Some in the field think the discounted services are filling a need for those who fall through the insurance gap. For example, there is a Groupon for a $99 mammogram. Brittany Swanson, who works in an imaging center in Atlanta, said these types of services are very popular. Mammograms are typically covered by insurance, and the cost of the screening can vary widely when a person doesn’t have coverage, Swanson said, according to the report.

Groupon is hardly the only digital player out there trying to offer discounts — and, in many cases, trying to bypass insurers and other traditional players in the healthcare space. In fact, PYMNTS recently caught up with Thomas Goetz, chief of research at GoodRx, a prescription marketplace that has put $10 billion back into the pockets of American consumers. The idea is to give them a choice of where to fill and refill those vital prescriptions at the cheapest cost, to learn more about that effort and how to ease the hassles of one of the most frustrating parts of healthcare retail.

“We try to make it simple for consumers,” Goetz said during an interview with Karen Webster — a comment that reflects the larger trend in online and mobile commerce to provide relatively seamless consumer experiences. “We want to make it as straightforward and clear as possible. We literally have billions of prices in our database. The idea is to optimize the best prices for a given drug, depending on the location of the user.”

Other Moves

More broadly, Amazon has gotten into the medication and prescription-delivery game via its acquisition of online pharmacy PillPack. In addition, much attention is focused on solving the last-mile problem of prescription refills, an experience that is often frustrating and full of friction, as PYMNTS has recently explored.

That’s the larger context in which GoodRx is operating, though its mission seems relatively simple (but, perhaps, much more important) compared to other digitally focused prescription efforts directed at consumers. It’s all about operating a marketplace that shows consumers where they can buy what their doctors prescribe at the lowest price — assuming they are willing to pay out of their own pockets (and not rely on their insurance plans), use specific coupons and discount codes, and, perhaps, buy their medications from pharmacies they might not otherwise use.

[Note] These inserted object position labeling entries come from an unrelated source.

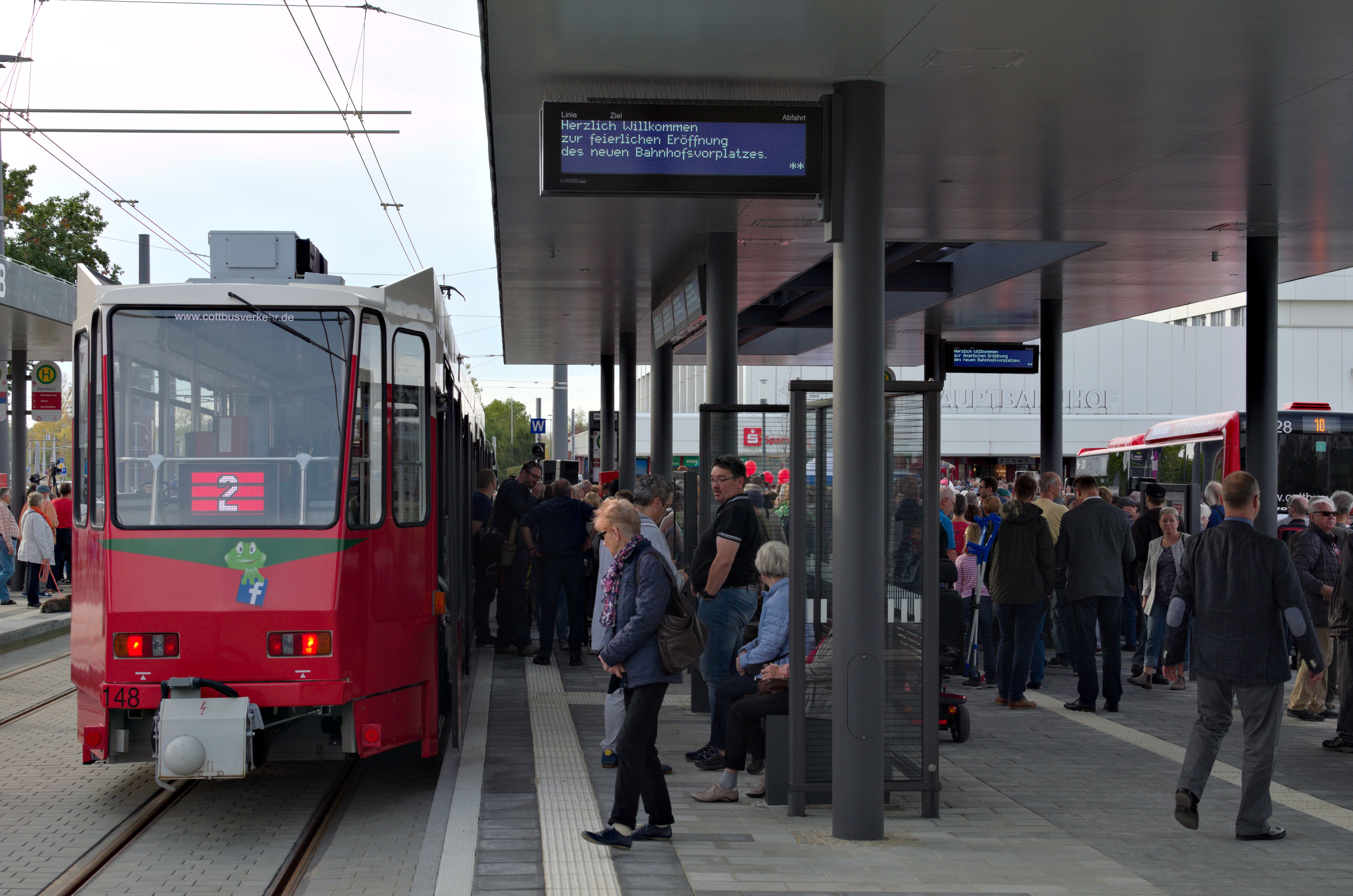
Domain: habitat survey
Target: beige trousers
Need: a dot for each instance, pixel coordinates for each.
(1306, 695)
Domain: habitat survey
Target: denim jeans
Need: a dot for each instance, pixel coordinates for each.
(563, 576)
(1018, 633)
(1155, 634)
(726, 618)
(1107, 612)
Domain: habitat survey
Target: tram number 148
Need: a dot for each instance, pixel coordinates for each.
(129, 697)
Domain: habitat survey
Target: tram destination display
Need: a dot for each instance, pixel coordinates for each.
(660, 150)
(991, 358)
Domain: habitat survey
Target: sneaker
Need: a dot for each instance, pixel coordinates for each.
(611, 837)
(653, 833)
(704, 753)
(715, 794)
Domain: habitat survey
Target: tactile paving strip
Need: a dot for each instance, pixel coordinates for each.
(1306, 803)
(563, 792)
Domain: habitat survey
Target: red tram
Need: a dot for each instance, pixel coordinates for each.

As for Amazon, it continues to develop and shape its own healthcare offerings — headed toward what some observers expect will be something along the lines of an Amazon Prime of healthcare.

In early 2018, for instance, the company said it had teamed with JPMorgan and Berkshire Hathaway, working jointly through an effort known as Haven (the name was unveiled in March), where the focus is on making affordable medical treatments more accessible. The plans, thus far, are nebulous. The ambition is not, with a horizon that lies beyond cutting healthcare costs for the trio’s 1.2 million employees. JPMorgan CEO Jamie Dimon said earlier this year at a Philadelphia convention that Haven’s reach will span well beyond the confines of JPMorgan’s workforce, according to STAT, stating that the consortium wants the public at large to “get better health and reduce the costs.”

Look for many more such moves in the coming months and years as digital players look to seize more opportunities in the massive healthcare space.